In collaboration with H.-P. Mock’s (IPK Gatersleben, Germany) group, we finely tuned this analysis to three time points – mature pollen, 5-min and 30-min-activated pollen. We identified 471 phosphopeptides (301 phosphoproteins) carrying 432 phosphorylation sites, position of which was exactly matched by mass spectrometry. The majority of differentially phosphorylated proteins fell into GO categories clearly connected to pollen activation with the re-initiation of transcription and translation. The quantitative data highlighted the regulatory trends; we showed that several phosphopeptides representing the same phosphoprotein underwent different regulation, which pinpointed the
complexity and dynamics of protein phosphorylation at the initiation of the progamic phase. Collectively, we showed the first phosphoproteomics data on activated pollen where the position of the respective phosphorylation sites was clearly demonstrated.
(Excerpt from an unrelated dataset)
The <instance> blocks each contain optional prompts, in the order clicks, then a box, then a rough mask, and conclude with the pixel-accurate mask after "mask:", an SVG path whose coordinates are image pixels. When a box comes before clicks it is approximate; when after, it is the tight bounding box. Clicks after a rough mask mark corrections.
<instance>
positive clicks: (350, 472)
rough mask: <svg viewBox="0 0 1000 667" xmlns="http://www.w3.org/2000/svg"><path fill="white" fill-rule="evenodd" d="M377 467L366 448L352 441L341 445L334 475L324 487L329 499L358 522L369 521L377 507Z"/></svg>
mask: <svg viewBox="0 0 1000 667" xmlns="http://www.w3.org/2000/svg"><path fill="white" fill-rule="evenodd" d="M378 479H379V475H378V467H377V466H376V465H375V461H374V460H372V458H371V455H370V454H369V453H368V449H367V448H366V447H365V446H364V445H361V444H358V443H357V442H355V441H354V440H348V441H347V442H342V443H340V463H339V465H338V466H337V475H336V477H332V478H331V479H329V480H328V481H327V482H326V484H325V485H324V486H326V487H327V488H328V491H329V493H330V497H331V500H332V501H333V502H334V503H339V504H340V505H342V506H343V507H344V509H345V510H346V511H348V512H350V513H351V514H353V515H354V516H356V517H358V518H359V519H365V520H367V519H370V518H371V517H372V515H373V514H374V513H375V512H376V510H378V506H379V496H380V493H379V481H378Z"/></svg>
Tobacco pollen secretomics

Some of the stored mRNAs may encode for secreted proteins required for male-female signalling during pollen tube guidance. To understand the spectrum of translational regulation and mRNA storage, we studied pollen tube secretomics as “bottom-up” approach to link with our sequestrome transcriptome. It is established that the journey undertaken by the pollen tube in angiosperms to reach the deeply embedded female gametophyte for fertilization involves persistent guidance by the female gametophyte and accurate perception of the signals by the pollen tube. Several ovule-secreted peptides have been identified. Nevertheless, there are no exact findings on how these signals are perceived by the pollen tube. As a novel approach, we have improvised a modified SIV (semi-in vivo) technique, SIV-PS (SIV pollen tube secretome) in collaboration with M. Johnson, Brown University, USA and R. Palanivelu, Univ. of Arizona, USA. As a joint effort with Z. Zdráhal’s group (CEITEC MU, Brno), we performed gel-free LC-MS/MS for high throughput analysis of pollen-tube-secreted proteins. Our approach has led to the identification of over 341 protein groups on average (801 accessions). Among them are pollen tube-secreted ligands and receptor proteins representing potential male components in perceiving ovule-emitted cues for guidance. This study has uncovered novel pistil-dependent pollen tube-secreted proteins critical for establishing male-female signalling interaction map for successful sperm cells delivery and fertilization and as means to overcome interspecies pre-zygotic barriers.